Lynley, lies and secrets

Elizabeth George is one of a handful of women whom, as I’ve said more than once, I’d like to BE. She’s an American who’s made a grand success of writing British police/suspense novels. That means she gets to spend lots of time in England doing research and write it off as a business expense.

As if that weren’t reason enough to envy her, she’s an excellent writer. Inspector Tommy Lynley and his friends and associates are such real characters that readers feel that they know them.  Her prose is refined, precise and flowing. Her plots are intricate, reflecting her deep understanding of the complexities of life. Even British reviewers say this American portrays the Brits convincingly.

Back to the part about her characters seeming real: They are so real that longtime readers develop strong likes and dislikes for the people in Lynley’s life. Those feelings may be responsible for some of the controversy over the most recent novels in the series, this new one included.

This is the first time I’ve listened to rather than read an Elizabeth George novel.  And that new experience, in all fairness, may have favorably colored my reaction to the book.

By Linda Brinson

BELIEVING THE LIE. By Elizabeth George. Read by Davina Porter. Penguin Audio. 20 CDs. 23 hours. $$44.95. Also available in hardback from Dutton. 624 pages. $28.95.

Some of Elizabeth George’s longtime fans have deserted her, partly because in recent years, her books became too dark. Worst of all, she killed off Inspector Tommy Lynley’s wonderful wife, Helen, along with their unborn child. Then she wrote a horrifying book about the dysfunctional family and society that produced the 12-year-old boy who shot Helen for no good reason. And she wrote about Lynley’s grief, and his efforts to get a grip on his life, including his slide into a risky affair.

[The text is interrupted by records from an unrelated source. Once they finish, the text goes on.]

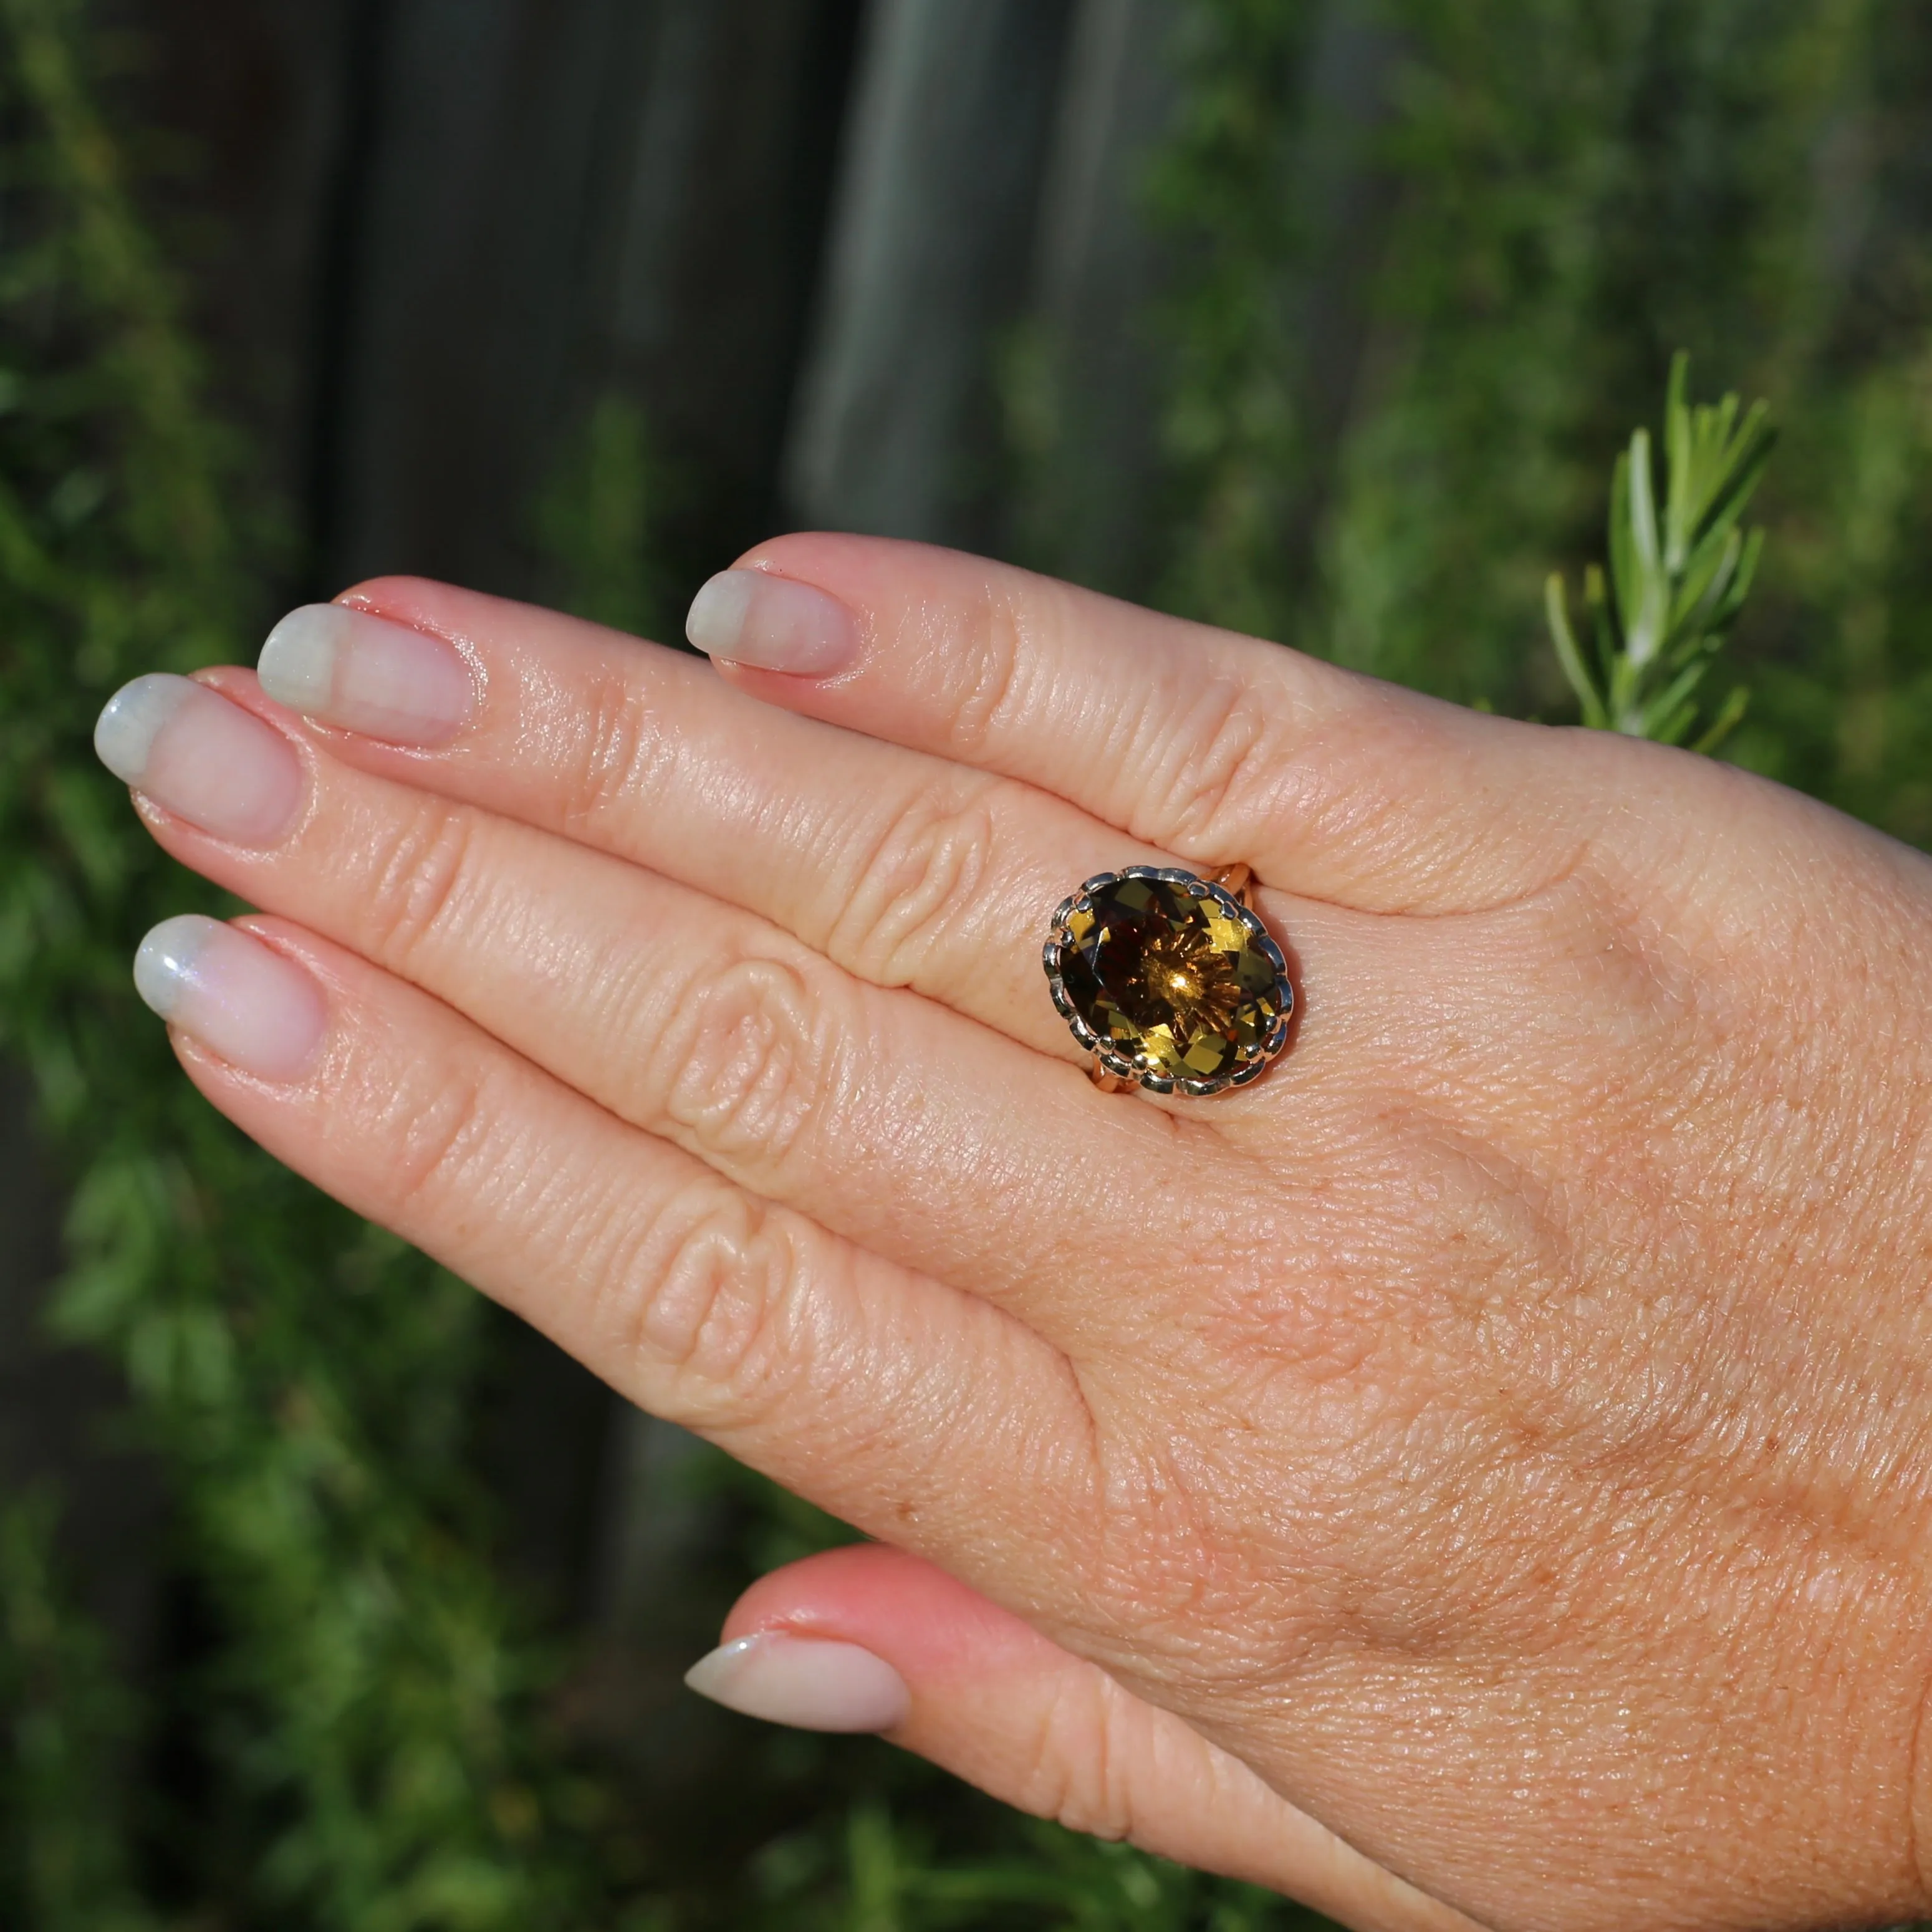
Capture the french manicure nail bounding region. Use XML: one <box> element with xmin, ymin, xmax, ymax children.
<box><xmin>94</xmin><ymin>675</ymin><xmax>302</xmax><ymax>845</ymax></box>
<box><xmin>685</xmin><ymin>569</ymin><xmax>860</xmax><ymax>676</ymax></box>
<box><xmin>258</xmin><ymin>603</ymin><xmax>475</xmax><ymax>744</ymax></box>
<box><xmin>684</xmin><ymin>1633</ymin><xmax>910</xmax><ymax>1733</ymax></box>
<box><xmin>134</xmin><ymin>916</ymin><xmax>327</xmax><ymax>1081</ymax></box>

The reasons that some fans have deserted George are closely akin to the reasons some longtime followers stick with her, trying each new book: They care about the characters, they really want to know what happens to them, and they know George is capable of writing great fiction.

I’ve stuck with her, but I’ll have to admit that I might have felt a little trepidation about tackling the 624 pages of the print edition of this new novel. I had no hesitation, however, about sliding the first CD into my car’s player, and even though the audio version lasts a whopping 23 hours, I was sad when it ended and I had to withdraw from Lynley’s world until George gives us her next book. This novel is not as dark as its recent predecessors.

Believing the Lie is a complex book with many subplots involving Lynley, his sidekick Barbara Havers, her neighbors, Lynley’s love interest, and his friends Simon and Deborah St. James. Not to mention Zed Benjamin, a gawky poet who’s trying to make it as a reporter for one of London’s most notorious tabloids. And all those stories and problems are in play before Lynley even gets involved with what turns out to be an extremely murky situation.

Lynley is sent undercover to Cumbria to investigate the death of Ian Cresswell, a key executive in a lucrative firm that makes plumbing supplies. Cresswell’s uncle, Bernard Fairclough, the husband of the company’s owner, asks for the investigation through the old-boy network.

Lynley is mystified from the beginning, because the death has been ruled accidental, and most signs suggest the ruling was correct. Why would Fairclough want to look further? If anyone had a motive to murder Ian Cresswell, that person is probably very closely related to Fairclough.

As it turns out, there are plenty of motives. There also, Lynley soon begins to realize, are many secrets in the extended Fairclough family. And a murder investigation, even an off-the-record one, has a way of unearthing dangerous secrets that may have nothing to do with the murder.

Hampered by working undercover, Lynley calls on his old friends Simon and Deborah St. James to come to Cumbria and help. He also enlists Havers back in London, even though doing so risks the ire of their boss – the woman Lynley has been seeing. The “guv” is already angry because she hasn’t been told where the higher-ups have sent Lynley and what he’s doing there.

What he’s doing is trying to make sense of what he’s discovering about the Faircloughs and how it might relate to Cresswell’s death. Cresswell, Fairclough’s nephew, left an ex-wife who is extremely bitter because he left her for a man; the other man, who inherits the farm where they’d been living; and two damaged children, one of them a self-destructive adolescent boy. Fairclough’s adult son, Nicholas, is a recovering drug addict with a beautiful, mysterious wife. Fairclough also has two grown daughters, one of whom seems to have a suspicious hold over her parents.

All these people have their stories, their secrets. Davina Porter’s excellent reading deserves a great deal of credit for helping the listener maintain a clear sense of all the characters and developments, as the novel switches among the various dramas.

In the end, this book is less a conventional mystery or suspense story than an examination of human nature, the interworkings of families, and the damage that can be done by festering secrets.

Some things work out well among these many related stories, and some not so well. There is much to be resolved among Lynley’s circle of friends. One very good thing is that Lynley seems to be coming to terms with Helen’s death. He appears ready to move on with his own life in, I hope, future novels.

Readers who are unfamiliar with this series should not start with this or other recent novels. It’s better to meet and start to care for Lynley and company in George’s earlier books.